Polyakov helps coordinate yearly scientific cruises on the Russian Icebreaker Kapitan Dranitsyn. The expedition lasted from Aug. 15 to Sept. 7, 2009 and enabled scientists to measure sea temperatures in a swath of the Arctic Ocean known as the Nansen Basin, located north of Norway and Russia. Researchers found that the 1 degree Celsius warming of recent years had dropped back to near normal.

The cooler temperatures come after an inflow of warm water from the Atlantic that started in the early 2000s and peaked in temperature in 2007. The heat of that water “was enough to melt ice over the Nansen Basin,” Polyakov says.

But the warm water didn’t melt all of the sea ice in that large area, because of a cap of buoyant, fresher cold water that insulates the ice from the warmer waters beneath. That buffer, however, gets less effective over time, as the warm waters mix with the colder water above.
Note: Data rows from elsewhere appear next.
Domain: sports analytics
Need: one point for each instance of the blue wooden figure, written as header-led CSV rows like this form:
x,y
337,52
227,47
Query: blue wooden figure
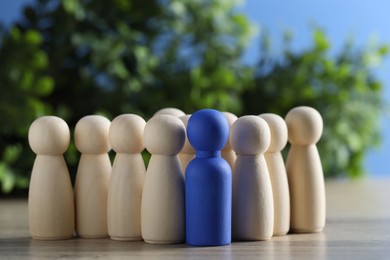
x,y
208,181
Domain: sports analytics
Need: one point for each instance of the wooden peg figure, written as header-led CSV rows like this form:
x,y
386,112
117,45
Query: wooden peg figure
x,y
208,181
253,208
163,208
188,152
227,152
93,176
50,199
127,178
277,172
170,111
304,170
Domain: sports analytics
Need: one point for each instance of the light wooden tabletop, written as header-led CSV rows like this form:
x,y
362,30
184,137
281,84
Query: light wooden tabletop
x,y
358,227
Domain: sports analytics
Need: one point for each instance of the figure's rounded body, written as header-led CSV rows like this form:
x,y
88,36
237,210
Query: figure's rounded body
x,y
304,170
208,202
127,178
253,208
277,172
163,203
208,181
93,176
50,199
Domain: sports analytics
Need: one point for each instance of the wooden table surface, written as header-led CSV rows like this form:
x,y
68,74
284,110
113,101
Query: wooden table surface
x,y
358,227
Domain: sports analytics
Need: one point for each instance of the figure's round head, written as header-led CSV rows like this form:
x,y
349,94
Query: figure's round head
x,y
126,134
164,135
187,148
208,130
170,111
49,135
91,135
250,135
279,132
304,125
231,119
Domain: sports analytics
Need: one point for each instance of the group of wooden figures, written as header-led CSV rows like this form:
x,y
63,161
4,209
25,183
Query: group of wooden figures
x,y
212,177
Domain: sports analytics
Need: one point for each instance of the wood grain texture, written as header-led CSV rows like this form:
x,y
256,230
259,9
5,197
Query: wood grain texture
x,y
358,227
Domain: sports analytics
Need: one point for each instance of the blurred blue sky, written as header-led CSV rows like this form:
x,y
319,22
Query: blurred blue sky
x,y
341,19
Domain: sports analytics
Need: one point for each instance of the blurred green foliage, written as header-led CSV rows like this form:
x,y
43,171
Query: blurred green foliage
x,y
72,58
341,86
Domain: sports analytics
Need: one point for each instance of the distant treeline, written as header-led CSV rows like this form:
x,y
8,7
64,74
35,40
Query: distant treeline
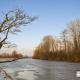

Along with warmer air temperatures, the warmer ocean “preconditioned” the ice, acting during recent warm decades along with the air to thin sea ice, Polyakov says.

And more warm water is on the horizon, he says. Along with the recent readings that show the Arctic Ocean is cooling north of Eurasia, measurements taken a few weeks ago at Fram Strait—the entrance for warm Atlantic water that penetrates the Arctic Ocean—show that more warm water is probably on its way north.

“In the next year or two, we may see the Nansen Basin getting warmer again,” Polyakov says.

The source of the warm water could be a massive cell of ocean circulation in the Atlantic Ocean south of Greenland and east of North America. Though it’s tough to say how the warmish water emissions are related to climate change, researchers are finding a connection between the temperature of water that enters the Arctic through Fram Strait and the temperatures within the Arctic Ocean a few years later.